Anyone familiar with Shinto will know about the significance of horses. They are thought to be intermediaries between this world and that of the kami. Votive tablets (ema, literally ‘horse pictures’) originated in the practice of offering horses to the kami. Still today one sees horse statues at some shrines, while others have a white horse stabled on the grounds or put on horse events during their annual matsuri.
In a fascinating article about connections with the rest of Asia, Mark Riddle looks at the subject through the lens of the Indo-European cult of the sacred horse. He identifies the principal features as follows: Horses were sacred symbols which were associated with a fertility cult and with rain. A white horse symbolised the sun and was often used in ritual sacrifice. Horses were also associated with death and funereal symbolism.
If one thinks of Mongol warriors, then clearly the horse was a vehicle of power that enabled its rider to dispense death and destruction over wide areas. It was quite literally a seat of authority. To a lowly peasant, the fast moving creature must have seemed imbued with an air of divine power. It’s but a short step to imagine the horses descending with their godlike riders from heaven. Something of this clearly entered Japan at a time when Shinto was still in the process of formation.
“Beginning in the fourth century,” writes Riddle, “horses of Inner Asian provenance were brought to Japan, and the fifth century saw the apogee of the mounted warrior culture.” The result can be found in a variety of horse-related activities in Shinto, from the use of ema to popular horse-led festivals. Here are a few examples given by Riddle:
* Horses in early tomb paintings [and haniwa] suggest that their swiftness of speed enables supernatural communication with the world beyond.

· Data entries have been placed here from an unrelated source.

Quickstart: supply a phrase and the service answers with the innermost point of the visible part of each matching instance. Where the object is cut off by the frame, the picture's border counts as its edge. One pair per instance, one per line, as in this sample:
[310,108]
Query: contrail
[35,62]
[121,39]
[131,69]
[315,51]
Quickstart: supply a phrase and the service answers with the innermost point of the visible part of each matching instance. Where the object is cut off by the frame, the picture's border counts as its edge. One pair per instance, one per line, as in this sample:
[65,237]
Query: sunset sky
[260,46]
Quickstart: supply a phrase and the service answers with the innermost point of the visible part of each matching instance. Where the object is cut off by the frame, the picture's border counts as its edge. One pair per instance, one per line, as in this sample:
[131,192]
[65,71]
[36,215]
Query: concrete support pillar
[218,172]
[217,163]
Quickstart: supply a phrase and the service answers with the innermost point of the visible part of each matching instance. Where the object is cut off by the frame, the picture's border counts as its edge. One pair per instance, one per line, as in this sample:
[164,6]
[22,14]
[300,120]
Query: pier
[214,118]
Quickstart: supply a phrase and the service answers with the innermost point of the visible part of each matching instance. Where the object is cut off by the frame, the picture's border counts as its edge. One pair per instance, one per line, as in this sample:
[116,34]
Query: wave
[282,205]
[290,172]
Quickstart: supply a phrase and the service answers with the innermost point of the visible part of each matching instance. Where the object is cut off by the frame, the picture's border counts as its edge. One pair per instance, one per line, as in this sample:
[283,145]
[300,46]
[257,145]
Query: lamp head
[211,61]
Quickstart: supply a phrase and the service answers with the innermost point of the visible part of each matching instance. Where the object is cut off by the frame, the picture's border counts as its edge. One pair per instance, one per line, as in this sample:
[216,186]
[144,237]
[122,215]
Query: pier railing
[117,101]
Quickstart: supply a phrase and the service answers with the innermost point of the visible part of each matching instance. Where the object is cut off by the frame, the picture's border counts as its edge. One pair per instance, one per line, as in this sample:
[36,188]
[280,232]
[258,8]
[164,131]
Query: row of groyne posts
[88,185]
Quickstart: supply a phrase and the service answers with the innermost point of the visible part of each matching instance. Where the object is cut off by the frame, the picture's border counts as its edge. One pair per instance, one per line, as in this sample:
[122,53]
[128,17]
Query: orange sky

* Thrice monthly a sacred white horse is led before the kami in the Honden (Sanctuary) at Ise Jingu, combining the aspects of sun worship and sacral kingship found in the horse cult in Central Asia.
* The Shoku Nihongi (797) mentions that horses were dedicated to shrines in order to stop rain (white horse) or make it rain (black horse). [If I’m not mistaken, such a practice was carried out at Kibune Jinja near Kyoto.]
* In Eastern Japan at Tanabata (July 7) a greeting horse (mukae-uma) is hung from gates and trees to be offered as a mount for the visiting deity. It’s also offered to ancestral spirits at Obon.